Мы с отцом много дней провели в Глибе, от зари до темна работая над дренажной системой. Копали лопатами, иногда с помощью механизмов, длинные и узкие траншеи, которые выходили в большую канаву. Подобные дренажные стоки разделяли поля, как реки, а узкие траншеи мы копали елочкой на расстоянии семи футов друг от друга, как притоки этих рек. В узкие траншеи мы обычно закладывали керамические трубы диаметром 4 дюйма и длиной 12 дюймов. До появления пластиковых труб, которые можно присоединять друг к другу, керамические делались из обожженной глины. Перед тем как закопать эти трубы в траншеи, мы засыпали их гравием, и влага из болотистой почвы уходила по ним в дренажные канавы.
Думаю, что большую часть своей ранней юности я реально потратил на осушение Глиба. Конечно, мы часто помогали отцу все вместе, но больше всего я ценил те вечера, когда мы с ним оставались вдвоем. Мне нравилось находиться с ним в нашем оазисе покоя, где нам никто не мешал. Не то чтобы мы много разговаривали, гораздо важнее было то, что нельзя выразить словами: общность мыслей, понимающие взгляды, осознание того, что мы вместе делаем что-то особенное. И не потому, что нам приходилось преодолевать себя, работая в пронизывающий холод под дождем, важным и ценным нам казалось то, что мы – отец и сын – голыми руками отвоевываем эту землю у болот, делая ее пригодной для выращивания урожая и содержания животных.

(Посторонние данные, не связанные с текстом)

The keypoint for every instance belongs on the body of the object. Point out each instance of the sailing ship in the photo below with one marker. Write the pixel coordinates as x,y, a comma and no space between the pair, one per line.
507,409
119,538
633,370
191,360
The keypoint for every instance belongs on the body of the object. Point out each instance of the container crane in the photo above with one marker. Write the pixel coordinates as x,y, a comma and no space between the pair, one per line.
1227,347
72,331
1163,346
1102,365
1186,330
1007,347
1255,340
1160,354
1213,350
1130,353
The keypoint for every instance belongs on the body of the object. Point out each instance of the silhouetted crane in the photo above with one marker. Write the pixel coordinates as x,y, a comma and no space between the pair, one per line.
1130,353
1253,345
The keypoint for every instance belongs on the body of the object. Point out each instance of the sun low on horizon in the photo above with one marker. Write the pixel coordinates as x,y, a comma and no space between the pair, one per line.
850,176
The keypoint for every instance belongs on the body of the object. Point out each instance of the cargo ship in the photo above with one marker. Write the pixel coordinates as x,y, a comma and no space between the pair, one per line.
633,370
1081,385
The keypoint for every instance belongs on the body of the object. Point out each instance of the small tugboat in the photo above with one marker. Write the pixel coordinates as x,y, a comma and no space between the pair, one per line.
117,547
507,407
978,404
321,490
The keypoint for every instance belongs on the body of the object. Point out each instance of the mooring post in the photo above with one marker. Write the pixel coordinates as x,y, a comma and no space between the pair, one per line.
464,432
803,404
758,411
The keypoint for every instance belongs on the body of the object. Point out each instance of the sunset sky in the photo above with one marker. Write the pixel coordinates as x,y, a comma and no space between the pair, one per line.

Нас объединяла преданность земле, и, несомненно, любовь к природе, и чувство единения с ней.
Если начинался сильный ливень, мы спешили укрыться в полуразрушенной хибаре посреди заболоченного участка. По слухам, там когда-то жила «Нелли-кукушка» – легендарный персонаж. Местечко было довольно зловещее. Домик стоял в зарослях ольхи и акации, терновника и кустов утесника, на месте вымершей в период голодомора деревни и кладбища, которое существовало здесь до конца 40-х годов XIX века. Когда мы копали рвы под дренажные трубы, нам часто попадались человеческие останки и старинная глиняная утварь. Рассказывали, что во время голодомора Нелли потеряла своих детей и по сей день ищет их. Честно говоря, я не очень-то верил в призраков, но мне всегда было как-то не по себе в этой заброшенной хибаре. А как-то вечером, подходя к дому, я заметил странную тень, мелькнувшую на нижней половине двери. В этом доме, как часто бывает в Ирландии, дверь была составной. Она открывалась, как в конюшне: нижняя часть оставалась закрытой, когда нужно было удержать детей внутри, а животных на улице. Верхняя часть обычно была открыта, чтобы дом проветривался (окна для этого были слишком малы, потому что стекло стоило очень дорого). К тому же через такую полуоткрытую дверь удобно было общаться с друзьями или соседями. Именно на нижней половине двери я и увидел зловещую тень старухи. Хотя летний вечер был довольно теплым, по моей спине пробежал холодок. Возможно, это просто была игра света и тени, но я был напуган. Много лет спустя, когда на месте хибары Нелли-кукушки началось строительство, там стали происходить странные вещи, и для освящения дома был приглашен священник. Мой брат воздвиг крест на краю поля, рядом с заброшенным кладбищем, чтобы почтить память умерших и упокоить их души.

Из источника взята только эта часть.